In a Sunday interview with the BBC, British Prime Minister Gordon Brown also cited the wide scope for the conflict, saying that in addition to security measures at airports and embassies, “We’ve got to also get back to the source of this, which is Yemen, Somalia, Pakistan, and we’ve got to recognize that we’ve got a group of young people who have been radicalized as a result of teaching by extremist clerics.”

Brown’s office announced that Britain and the US had agreed to work together to tackle “the emerging terrorist threat” from both Yemen and Somalia, which is just across the Gulf of Aden. This will include funding and training a new counterterrorism police force in Yemen.

Brown announced that Britain would host a summit in London January 28 to discuss ways to combat radicalization in Yemen. “The international community must not deny Yemen the support it needs to tackle extremism,” he declared.

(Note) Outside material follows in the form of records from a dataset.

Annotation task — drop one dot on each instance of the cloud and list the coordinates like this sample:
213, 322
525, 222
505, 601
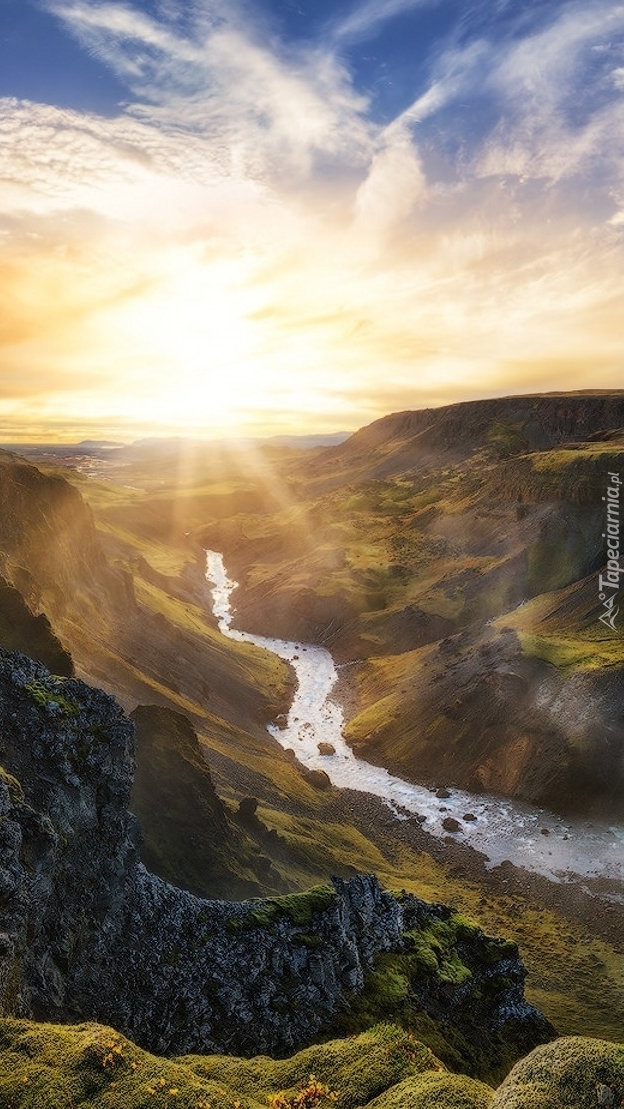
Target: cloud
244, 237
220, 79
395, 184
366, 19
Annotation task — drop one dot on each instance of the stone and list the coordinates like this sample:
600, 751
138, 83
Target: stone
88, 934
450, 824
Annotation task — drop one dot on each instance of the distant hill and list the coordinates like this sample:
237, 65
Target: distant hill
460, 548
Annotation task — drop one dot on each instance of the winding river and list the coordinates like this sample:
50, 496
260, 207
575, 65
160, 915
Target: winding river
501, 830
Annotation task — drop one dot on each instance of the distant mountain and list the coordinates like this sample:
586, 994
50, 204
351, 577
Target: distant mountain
460, 547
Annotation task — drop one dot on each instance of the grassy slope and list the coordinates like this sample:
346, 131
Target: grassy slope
575, 978
92, 1066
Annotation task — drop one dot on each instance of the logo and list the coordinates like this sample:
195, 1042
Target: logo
609, 580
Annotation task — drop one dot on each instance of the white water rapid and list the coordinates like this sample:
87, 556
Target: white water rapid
502, 828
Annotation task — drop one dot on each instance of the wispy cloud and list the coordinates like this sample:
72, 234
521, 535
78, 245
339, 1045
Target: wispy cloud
368, 17
245, 222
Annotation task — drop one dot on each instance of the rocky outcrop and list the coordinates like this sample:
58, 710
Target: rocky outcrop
87, 933
21, 630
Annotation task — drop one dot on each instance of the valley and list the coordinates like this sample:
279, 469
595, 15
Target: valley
449, 559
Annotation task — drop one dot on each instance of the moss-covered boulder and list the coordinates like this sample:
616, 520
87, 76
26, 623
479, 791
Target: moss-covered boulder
575, 1072
436, 1091
92, 1067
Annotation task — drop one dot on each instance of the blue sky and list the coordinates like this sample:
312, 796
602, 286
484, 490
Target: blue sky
290, 215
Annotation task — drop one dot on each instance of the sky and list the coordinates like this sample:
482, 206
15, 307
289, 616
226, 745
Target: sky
231, 217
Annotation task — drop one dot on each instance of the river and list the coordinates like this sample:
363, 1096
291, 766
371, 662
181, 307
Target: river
501, 830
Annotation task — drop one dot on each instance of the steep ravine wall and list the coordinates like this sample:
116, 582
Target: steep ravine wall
87, 933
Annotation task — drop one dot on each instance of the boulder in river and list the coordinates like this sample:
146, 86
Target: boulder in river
326, 749
450, 824
317, 777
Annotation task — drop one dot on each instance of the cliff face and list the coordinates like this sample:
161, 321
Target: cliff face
50, 549
87, 933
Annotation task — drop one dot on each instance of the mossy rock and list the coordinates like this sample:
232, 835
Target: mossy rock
575, 1072
93, 1067
436, 1091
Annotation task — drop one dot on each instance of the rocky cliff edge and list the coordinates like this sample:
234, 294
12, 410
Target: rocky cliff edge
87, 933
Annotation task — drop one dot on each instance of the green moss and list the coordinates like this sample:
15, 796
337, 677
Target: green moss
574, 1072
299, 908
436, 1091
13, 786
48, 695
93, 1067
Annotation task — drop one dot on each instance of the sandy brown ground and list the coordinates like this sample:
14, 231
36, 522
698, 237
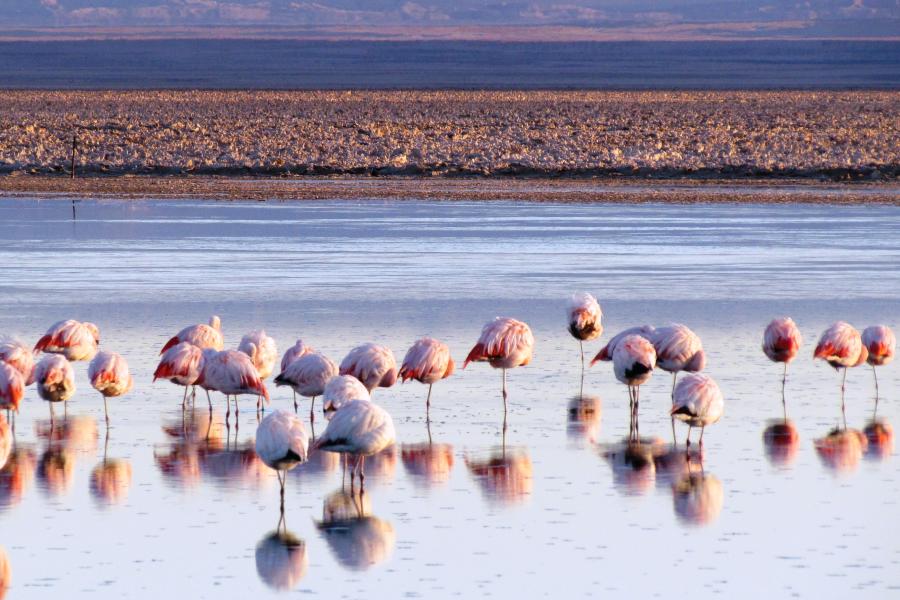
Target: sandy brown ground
484, 189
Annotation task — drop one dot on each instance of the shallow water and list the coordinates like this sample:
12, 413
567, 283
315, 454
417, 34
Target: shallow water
188, 509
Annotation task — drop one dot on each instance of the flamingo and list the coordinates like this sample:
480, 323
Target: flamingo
73, 339
427, 361
339, 391
232, 373
372, 364
781, 343
55, 379
294, 352
11, 389
505, 343
19, 356
202, 336
584, 315
880, 343
605, 354
841, 347
634, 359
262, 351
181, 364
282, 444
360, 428
109, 375
308, 376
698, 402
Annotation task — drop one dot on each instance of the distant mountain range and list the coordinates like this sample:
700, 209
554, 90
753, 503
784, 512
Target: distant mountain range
460, 19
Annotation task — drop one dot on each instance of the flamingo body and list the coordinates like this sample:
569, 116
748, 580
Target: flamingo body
55, 378
782, 340
73, 339
202, 336
374, 365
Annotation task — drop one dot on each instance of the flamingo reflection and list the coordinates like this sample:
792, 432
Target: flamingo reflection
357, 539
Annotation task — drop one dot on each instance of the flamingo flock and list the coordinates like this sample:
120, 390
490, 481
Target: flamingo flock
356, 426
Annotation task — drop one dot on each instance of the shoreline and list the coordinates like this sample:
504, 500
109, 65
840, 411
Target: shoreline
350, 188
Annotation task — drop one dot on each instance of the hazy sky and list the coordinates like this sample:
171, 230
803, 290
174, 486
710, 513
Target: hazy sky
368, 13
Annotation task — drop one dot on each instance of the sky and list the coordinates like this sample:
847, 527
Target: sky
851, 18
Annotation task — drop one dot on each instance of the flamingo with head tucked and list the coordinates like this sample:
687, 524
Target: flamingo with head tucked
308, 376
841, 347
584, 316
373, 364
73, 339
202, 336
427, 361
881, 344
262, 351
110, 376
504, 343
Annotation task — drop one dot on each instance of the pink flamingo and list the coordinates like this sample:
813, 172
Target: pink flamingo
359, 428
262, 351
308, 376
73, 339
339, 391
232, 373
584, 315
880, 343
181, 364
698, 402
505, 344
202, 336
633, 362
294, 352
55, 379
606, 353
19, 356
109, 375
374, 365
781, 343
841, 346
427, 361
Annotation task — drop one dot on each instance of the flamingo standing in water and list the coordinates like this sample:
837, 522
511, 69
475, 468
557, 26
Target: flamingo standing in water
294, 352
781, 343
358, 428
374, 365
698, 402
202, 336
584, 315
19, 356
181, 364
282, 444
841, 346
308, 376
73, 339
109, 375
427, 361
55, 379
339, 391
881, 344
633, 362
504, 343
262, 351
232, 373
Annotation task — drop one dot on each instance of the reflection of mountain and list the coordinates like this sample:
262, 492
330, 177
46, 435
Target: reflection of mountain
281, 560
781, 441
842, 449
357, 540
504, 476
427, 463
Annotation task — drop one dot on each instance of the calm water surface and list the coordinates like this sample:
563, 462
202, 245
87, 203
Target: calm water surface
166, 502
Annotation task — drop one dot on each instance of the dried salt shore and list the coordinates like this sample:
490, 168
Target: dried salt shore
824, 135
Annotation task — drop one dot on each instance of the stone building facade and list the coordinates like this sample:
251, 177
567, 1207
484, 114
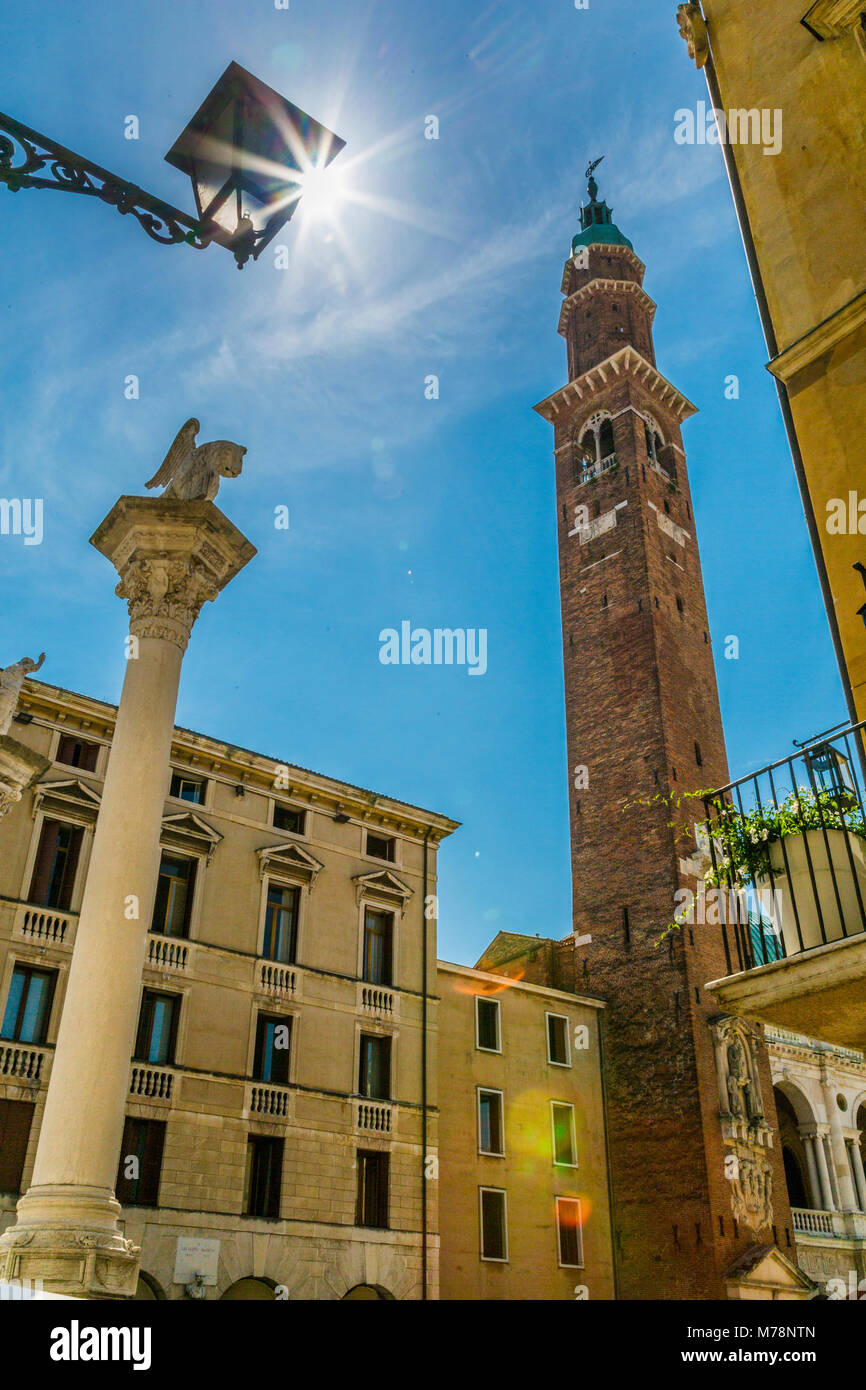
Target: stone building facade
820, 1101
282, 1094
801, 216
524, 1207
697, 1175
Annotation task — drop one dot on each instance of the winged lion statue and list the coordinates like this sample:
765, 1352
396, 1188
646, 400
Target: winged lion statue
191, 473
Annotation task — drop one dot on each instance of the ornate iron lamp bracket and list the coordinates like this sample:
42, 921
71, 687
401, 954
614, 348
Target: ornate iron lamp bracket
32, 160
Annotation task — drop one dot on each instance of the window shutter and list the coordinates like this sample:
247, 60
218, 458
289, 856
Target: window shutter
45, 858
15, 1119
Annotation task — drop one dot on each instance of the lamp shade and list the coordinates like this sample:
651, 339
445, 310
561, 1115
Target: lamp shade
246, 152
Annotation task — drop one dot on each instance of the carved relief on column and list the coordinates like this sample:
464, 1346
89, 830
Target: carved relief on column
164, 595
692, 28
744, 1127
171, 558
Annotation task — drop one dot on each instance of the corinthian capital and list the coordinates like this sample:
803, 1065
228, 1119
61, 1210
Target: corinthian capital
171, 558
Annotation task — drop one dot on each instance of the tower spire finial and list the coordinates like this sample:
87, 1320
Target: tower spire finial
591, 184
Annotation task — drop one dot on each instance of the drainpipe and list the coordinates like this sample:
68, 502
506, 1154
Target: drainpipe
766, 323
610, 1208
424, 1077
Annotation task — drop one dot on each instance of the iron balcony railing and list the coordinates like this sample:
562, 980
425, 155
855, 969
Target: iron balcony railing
787, 851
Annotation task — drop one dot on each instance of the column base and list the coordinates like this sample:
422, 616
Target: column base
67, 1241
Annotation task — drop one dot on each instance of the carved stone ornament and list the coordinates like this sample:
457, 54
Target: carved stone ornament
164, 595
192, 471
11, 681
9, 795
751, 1187
171, 555
744, 1127
692, 28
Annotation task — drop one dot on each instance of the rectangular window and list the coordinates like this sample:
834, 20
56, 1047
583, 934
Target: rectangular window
374, 1073
558, 1040
565, 1141
273, 1048
381, 847
157, 1032
378, 940
569, 1232
494, 1235
173, 904
487, 1025
56, 863
28, 1007
491, 1130
263, 1176
141, 1162
371, 1208
281, 923
15, 1119
289, 818
188, 788
77, 752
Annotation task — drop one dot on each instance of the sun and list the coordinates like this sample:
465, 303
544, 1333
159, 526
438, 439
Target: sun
321, 192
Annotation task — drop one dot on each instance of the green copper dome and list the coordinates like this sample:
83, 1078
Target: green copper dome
597, 220
605, 232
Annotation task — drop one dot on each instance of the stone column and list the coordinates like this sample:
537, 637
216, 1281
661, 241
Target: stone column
859, 1175
171, 558
841, 1169
815, 1193
829, 1205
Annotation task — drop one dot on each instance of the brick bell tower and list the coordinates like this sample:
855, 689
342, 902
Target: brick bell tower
694, 1168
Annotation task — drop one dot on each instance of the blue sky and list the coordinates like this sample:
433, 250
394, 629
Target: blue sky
444, 257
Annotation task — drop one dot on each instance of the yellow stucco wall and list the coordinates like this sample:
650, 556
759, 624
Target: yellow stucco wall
527, 1171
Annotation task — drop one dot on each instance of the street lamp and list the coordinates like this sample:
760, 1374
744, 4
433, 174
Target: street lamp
246, 150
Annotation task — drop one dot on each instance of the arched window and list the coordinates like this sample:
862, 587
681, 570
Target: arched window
606, 446
594, 448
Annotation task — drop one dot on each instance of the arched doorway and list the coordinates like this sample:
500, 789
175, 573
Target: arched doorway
367, 1292
250, 1289
794, 1114
795, 1180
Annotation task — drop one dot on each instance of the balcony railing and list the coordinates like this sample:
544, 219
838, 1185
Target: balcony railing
277, 979
818, 1223
167, 954
594, 470
377, 1001
150, 1083
22, 1062
373, 1118
45, 926
268, 1101
787, 852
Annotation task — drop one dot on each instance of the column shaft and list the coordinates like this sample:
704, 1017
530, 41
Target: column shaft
82, 1123
815, 1191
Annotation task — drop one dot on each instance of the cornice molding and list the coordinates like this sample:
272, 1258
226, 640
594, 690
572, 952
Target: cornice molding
609, 248
820, 339
188, 829
627, 362
291, 859
56, 708
833, 18
71, 795
601, 285
382, 884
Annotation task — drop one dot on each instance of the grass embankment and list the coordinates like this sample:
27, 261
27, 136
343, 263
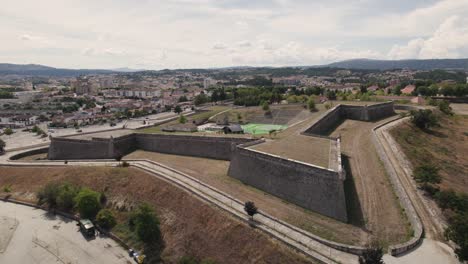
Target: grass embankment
189, 226
440, 167
209, 112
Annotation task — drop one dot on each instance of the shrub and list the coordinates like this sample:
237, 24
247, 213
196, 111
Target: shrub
182, 119
7, 188
250, 209
48, 194
146, 224
2, 145
8, 131
311, 104
444, 107
87, 203
106, 219
423, 119
372, 255
265, 106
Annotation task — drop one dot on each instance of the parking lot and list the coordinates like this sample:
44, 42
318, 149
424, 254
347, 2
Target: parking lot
33, 236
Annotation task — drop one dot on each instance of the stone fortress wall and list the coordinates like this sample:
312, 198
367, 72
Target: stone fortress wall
332, 118
313, 187
206, 147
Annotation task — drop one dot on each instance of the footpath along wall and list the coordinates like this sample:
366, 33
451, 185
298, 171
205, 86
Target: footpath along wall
332, 118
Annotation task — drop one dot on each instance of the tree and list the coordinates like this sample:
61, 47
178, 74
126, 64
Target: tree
118, 158
250, 209
372, 255
265, 106
311, 104
2, 145
178, 109
427, 174
48, 194
201, 99
8, 131
183, 98
457, 231
106, 219
146, 224
182, 119
424, 119
331, 95
444, 107
87, 203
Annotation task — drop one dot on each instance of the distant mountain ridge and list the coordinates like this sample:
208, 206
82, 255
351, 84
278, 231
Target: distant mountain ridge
358, 64
432, 64
41, 70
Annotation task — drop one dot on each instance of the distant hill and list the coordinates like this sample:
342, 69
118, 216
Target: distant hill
459, 64
40, 70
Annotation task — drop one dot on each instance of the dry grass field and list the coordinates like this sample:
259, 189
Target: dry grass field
369, 190
445, 146
214, 173
189, 226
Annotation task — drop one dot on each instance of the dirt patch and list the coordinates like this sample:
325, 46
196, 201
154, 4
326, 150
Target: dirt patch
214, 173
445, 147
307, 149
189, 226
280, 115
381, 213
7, 229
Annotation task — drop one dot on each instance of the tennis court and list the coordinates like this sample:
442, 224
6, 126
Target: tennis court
260, 129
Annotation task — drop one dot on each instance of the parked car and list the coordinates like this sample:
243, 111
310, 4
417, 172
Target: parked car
87, 227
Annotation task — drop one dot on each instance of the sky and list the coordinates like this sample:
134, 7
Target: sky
168, 34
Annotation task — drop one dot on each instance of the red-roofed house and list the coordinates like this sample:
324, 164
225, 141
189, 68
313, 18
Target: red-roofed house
409, 89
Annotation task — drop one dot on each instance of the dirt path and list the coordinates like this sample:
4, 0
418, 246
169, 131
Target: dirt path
380, 209
216, 176
433, 226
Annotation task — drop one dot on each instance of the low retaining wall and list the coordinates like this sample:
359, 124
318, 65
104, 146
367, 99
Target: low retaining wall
332, 118
318, 189
67, 148
30, 153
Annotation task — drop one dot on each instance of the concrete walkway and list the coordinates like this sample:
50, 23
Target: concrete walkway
296, 238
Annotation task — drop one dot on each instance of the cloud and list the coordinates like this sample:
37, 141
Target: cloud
216, 33
219, 46
450, 40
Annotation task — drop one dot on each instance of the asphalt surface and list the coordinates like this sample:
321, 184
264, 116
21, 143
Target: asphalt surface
41, 238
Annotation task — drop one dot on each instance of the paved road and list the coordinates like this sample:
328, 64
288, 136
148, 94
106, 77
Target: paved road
41, 238
295, 237
431, 251
22, 139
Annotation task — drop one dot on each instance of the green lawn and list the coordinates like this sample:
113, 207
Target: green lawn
202, 115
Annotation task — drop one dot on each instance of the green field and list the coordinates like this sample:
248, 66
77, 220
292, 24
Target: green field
261, 129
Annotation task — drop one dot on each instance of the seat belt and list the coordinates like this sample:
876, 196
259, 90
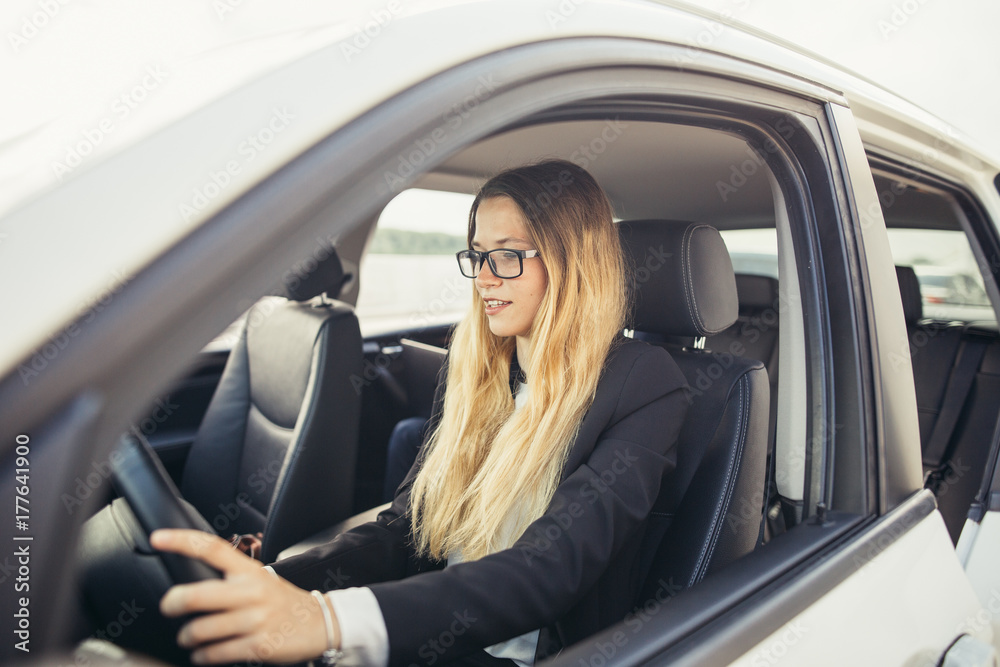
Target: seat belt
959, 384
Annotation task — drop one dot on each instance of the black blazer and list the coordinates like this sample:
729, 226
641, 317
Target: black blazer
575, 570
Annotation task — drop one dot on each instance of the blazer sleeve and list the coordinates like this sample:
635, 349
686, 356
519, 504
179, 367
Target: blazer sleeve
380, 550
598, 506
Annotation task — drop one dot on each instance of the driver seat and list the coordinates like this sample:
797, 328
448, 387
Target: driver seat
275, 452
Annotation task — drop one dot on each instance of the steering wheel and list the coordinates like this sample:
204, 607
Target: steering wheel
141, 479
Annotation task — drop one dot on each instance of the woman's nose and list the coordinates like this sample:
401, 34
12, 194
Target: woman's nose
486, 276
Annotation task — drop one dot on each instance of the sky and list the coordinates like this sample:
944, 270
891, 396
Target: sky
942, 56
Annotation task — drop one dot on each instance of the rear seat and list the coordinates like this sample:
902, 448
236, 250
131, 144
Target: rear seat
755, 333
954, 457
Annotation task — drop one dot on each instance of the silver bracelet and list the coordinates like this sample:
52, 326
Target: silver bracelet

The meeting would serve to coordinate military, security and economic assistance to the country, which is the poorest of the Arab nations. It is also one of the most heavily armed, with published estimates that there are 60 million guns in the possession of a population of 25 million, who have experienced several outbreaks of civil war over the past 40 years.

Press reports from Yemen suggested that the Iraq war has been a major radicalizing factor, with hundreds of Yemenis going to Iraq to fight against the US invasion and occupation, and now returning to their homes. There are also thousands of Yemenis who fought in Afghanistan in the 1980s and early 1990s, serving, like Osama bin Laden, in the US-backed mujaheddin forces against the Soviet-backed regime then in power in Kabul.

While White House and Pentagon officials have publicly downplayed the prospects for military action involving ground troops, there are widespread expectations of some form of military strike with missiles, drones or fighter-bombers, all of which have been used in Somalia against alleged Al Qaeda targets.

Time magazine mused about the possibility, in a column headlined: “Al-Qaeda in Yemen: Does the U.S. Have a Military Option?” The magazine reported: “Now the Administration is assessing the wisdom of various military strikes on supposed al-Qaeda training sites inside Yemen. But there are few good options…. missile strikes into a country run by allies could prove politically disastrous for a nation whose citizenry seethes with anti-American sentiment.”

Also Monday, Washington announced stepped-up security measures for passengers on international flights into the United States, with people traveling from 14 countries to be subjected to “full body pat-down and physical inspection of property” or full-body scanners. The 14 countries include Cuba, Iran, Sudan and Syria, listed as “state sponsors of terrorism,” as well as others described as “terrorism-prone” or “countries of interest” to US intelligence agencies: Afghanistan, Algeria, Iraq, Lebanon, Libya, Nigeria, Pakistan, Saudi Arabia, Somalia and Yemen.

The legal director of the American-Arab Anti-Discrimination Committee, Nawar Skora, said he would file a formal protest against the new rule, which he said placed all citizens and residents of these countries under suspicion as terrorists. “This is extreme and very dangerous,” he said. “All of a sudden people are labeled as being related to terrorism just because of the nation they are from.”